New Species of Fossil Named After Geology Professor Robert Gaines

Prof. Robert Gaines and fossil

After years of uncovering fossils and discovering species from millions of years ago, Pomona College Dean and Geology Professor Robert Gaines now has one named after him. 

It’s a doozy.  

Ancestral to arthropods such as crustaceans and insects, the long-extinct animal’s name is Titanokorys gainesi, meaning “Gaines’s titanic helmet.” It lived during the Cambrian Period about 500 million years ago, when animal life was brand new and had not yet crawled out of Earth’s oceans and onto land. 

Described as one of the largest animals of its time, Titanokorys gainesi was about two feet long with large, multifaceted compound eyes, a pineapple slice shaped mouth, a pair of spiny claws at the front of the head to capture prey and a body with a series of flaps for swimming. 

“It feels tremendous to be honored in this way with a fossil that is so special in terms of its size and its ecology,” Gaines says. “As a child, I noticed that many fossils are named after people and I often marveled at the contributions that those individuals made to science. I think this is really moving and I feel so fortunate to be a part of this project.” 

The newly discovered species comes from the Burgess Shale, a rock formation found high in the Canadian Rockies that preserves fossils of soft-bodied creatures, such as jellyfish and worms that decompose rapidly and don’t normally fossilize. It was discovered more than a century ago and became a watershed for understanding the origins of complex life on Earth. Gaines and a small team of researchers began working there in 2008, with the support of Parks Canada.

In pursuit of new discoveries, Gaines and the team began exploring outside the original discovery site and eventually settled about 30 miles southeast in Marble Canyon in 2012.

“We were not expecting to find what we had found in 2012. We were actually expecting to see strata that were very different, but the maps that had been made a generation ago were incomplete, and so the geology was confusing. Then, all of a sudden, like ‘boom,’ things snapped into place and we started to find new fossil forms hand over fist,” Gaines adds. 

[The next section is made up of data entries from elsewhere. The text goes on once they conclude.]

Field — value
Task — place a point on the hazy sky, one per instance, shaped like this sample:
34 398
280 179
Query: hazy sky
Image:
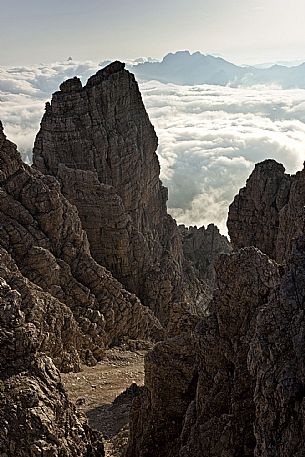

Gaines says the team began to find fossils of organisms that were completely new to science. With subsequent years of work and exploration in the region, that list of dozens of new species would grow to include what would become known as Titanokorys gainesi, discovered in 2018 during an excavation that included three geology students from The Claremont Colleges. These fossils can help scientists answer many questions about the origins of animals and the fundamental structure of the animal family tree. 

“The questions are about the origin of complex life on the planet,” Gaines says. “The interesting thing about the era that we work on is that the origin of animals didn’t happen slowly or gradually as Darwin would have predicted, but instead our fossil record is really clear that there’s sparks of diversification that happened incredibly rapidly, almost instantaneously from a geologic point of view.”

Gaines also works on similar fossil deposits around the world, including from China, where he was part of a team that announced a major discovery of new fossils in 2019.

Gaines hopes to continue his research in Canada in the summer of 2022.